Unsteady magnetohydrodynamic flow of Casson fluid over an infinite vertical plate is examined under ramped temperature and velocity conditions at the wall. Thermal radiation flux and heat injection/suction terms are also incorporated in the energy equation. The electrically conducting fluid is flowing through a porous material and these phenomena are governed by partial differential equations. After employing some adequate dimensionless variables, the solutions are evaluated by dint of Laplace transform. In addition, the physical contribution of substantial parameters such as Grashof number, radiation parameter, heat injection/suction parameter, porosity parameter, Prandtl number, and magnetic parameter is appropriately elucidated with the aid of graphical and tabular illustrations.
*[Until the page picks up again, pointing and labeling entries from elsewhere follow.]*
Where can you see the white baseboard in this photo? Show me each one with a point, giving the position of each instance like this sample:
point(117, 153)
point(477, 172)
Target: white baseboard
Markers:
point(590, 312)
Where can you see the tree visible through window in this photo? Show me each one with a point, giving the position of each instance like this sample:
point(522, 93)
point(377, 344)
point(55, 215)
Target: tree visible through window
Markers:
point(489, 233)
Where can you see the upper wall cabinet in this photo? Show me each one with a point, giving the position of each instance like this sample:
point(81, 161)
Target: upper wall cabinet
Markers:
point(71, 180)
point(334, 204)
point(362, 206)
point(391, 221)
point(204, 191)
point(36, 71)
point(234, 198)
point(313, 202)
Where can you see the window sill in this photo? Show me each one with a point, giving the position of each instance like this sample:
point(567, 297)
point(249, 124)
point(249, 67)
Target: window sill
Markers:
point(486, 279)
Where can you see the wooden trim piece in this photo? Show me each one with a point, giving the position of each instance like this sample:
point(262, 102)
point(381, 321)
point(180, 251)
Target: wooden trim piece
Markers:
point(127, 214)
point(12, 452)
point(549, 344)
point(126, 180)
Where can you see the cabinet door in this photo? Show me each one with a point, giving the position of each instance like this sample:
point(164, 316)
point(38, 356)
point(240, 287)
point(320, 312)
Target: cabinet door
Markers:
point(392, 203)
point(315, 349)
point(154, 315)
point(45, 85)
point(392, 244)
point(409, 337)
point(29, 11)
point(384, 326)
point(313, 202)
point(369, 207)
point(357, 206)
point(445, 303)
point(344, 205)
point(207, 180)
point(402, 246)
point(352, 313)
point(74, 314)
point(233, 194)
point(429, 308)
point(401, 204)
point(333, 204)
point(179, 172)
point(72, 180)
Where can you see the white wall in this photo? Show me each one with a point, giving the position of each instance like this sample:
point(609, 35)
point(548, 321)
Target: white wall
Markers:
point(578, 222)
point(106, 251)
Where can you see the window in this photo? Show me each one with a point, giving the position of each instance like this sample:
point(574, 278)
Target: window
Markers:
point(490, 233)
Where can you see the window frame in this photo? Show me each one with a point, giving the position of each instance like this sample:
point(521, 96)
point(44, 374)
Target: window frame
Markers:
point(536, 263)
The expressions for skin friction and Nusselt number are also derived to observe wall shear stress and rate of heat transfer. A graphical comparison between solutions corresponding to ramped and constant conditions at the wall is also provided. It is observed that graphs of the solutions computed under constant conditions are always superior with respect to graphs of ramped conditions. The magnetic field decelerates the flow, whereas the radiative flux leads to an upsurge in the flow. Furthermore, the shear stress is a decreasing function of the magnetic parameter.